As one Third World participant put it, for the two it is a case of "how to reopen the package without seeming to do so", and for this the Dunkel "fourth-track non-transparent process would help, as it would other major players including Japan and South Korea who might subtly join hands with the EC over agriculture.

Japan, which continues to be ambivalent, is looking for the U.S. and EC to settle their "agricultural quarrel" before taking up a position of its own. But it is clear that it would favour some informal process to get substantive changes to suit itself and other major traders, but without reopening the package.

At the meeting of the informal group of developing countries on Friday two clear ideas came out: one was by the leading developing countries who found considerable problems with the package, but nevertheless did not want it to be reopened lest they are worse off and want to conclude the negotiations.

They were thus against the Dunkel "fourth-track" approach of "fine-tuning", even if they did not say that so specifically, contenting themselves with warnings and concerns about the "non-transparencies" and risks involved in such an approach.

But there was also the view of some others including South Korea (whose concerns in agriculture are similar to those of Japan) and some of the food-importing countries who want the package to be "fine-tuned" from their point of view.

Statements on behalf of the Asean and the Latin American and Caribbean countries suggested that neither of them would want the package to be reopened in any way.

The Latin American group, which had a prepared text, supported the first three tracks (of the Dunkel proposals at the "green room" on Thursday) which they noted reflected the work programme implicit in the draft Final Act: finalising and conducting the initial market access negotiations in goods, similar negotiations on initial commitments on services and to tidy up the texts to ensure legal consistency.

As for Dunkel's "fourth track", the Latin American statement noted that the package contained serious deficiencies from the point of view of their expectations and interests.

"Nevertheless, it represents a carefully crafted package, reflecting the balance in the negotiating positions, as read by the Chairman of the TNC after over five years of delicate, fragile negotiations".

"To reopen the texts now could unleash a process of changes and revisions with unforeseen consequences, which could jeopardise the entire negotiating efforts.

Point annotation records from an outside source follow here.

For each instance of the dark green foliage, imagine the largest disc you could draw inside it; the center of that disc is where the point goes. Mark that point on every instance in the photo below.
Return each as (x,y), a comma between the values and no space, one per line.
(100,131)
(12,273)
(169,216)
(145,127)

Participants wishing to do so would have to bear the full political responsibility of such a step".

"Should the text be reopened, this could not be done in a partial and restricted manner, as it would necessarily have to involve modifications in all areas in order to reflect the serious difficulties that the preliminary results pose for our countries".

The Asean too reportedly made a similar statement, viewing the Dunkel package as a reasonable basis to continue work but expressing reservations and concern over the fourth track.

Morocco, which chairs the informal Third World group, is expected to speak in the TNC Monday, reflecting these positions. But a number of individual countries are also expected to speak to outline their national concerns and positions.

And while developing countries and the smaller industrial nations are approaching this entire exercise in terms of probable benefits to them over the long-term through certainty of multilateral rules and disciplines, the goings-on among the major actors suggest that any emerging new disciplines of the new GATT will be as much a casualty as the older one.

An example, as some see it, is that even as the Uruguay Round safeguards agreement is trying to prevent new "grey area" measures and phase-out older ones (several of whom are illegal any way even now and ought to have been phased out under the non-implemented rollback commitments), the U.S. President went to Japan, with the three major U.S. auto-makers, to reach a "managed trade" agreement for Japanese assured imports of U.S. cars and auto-parts.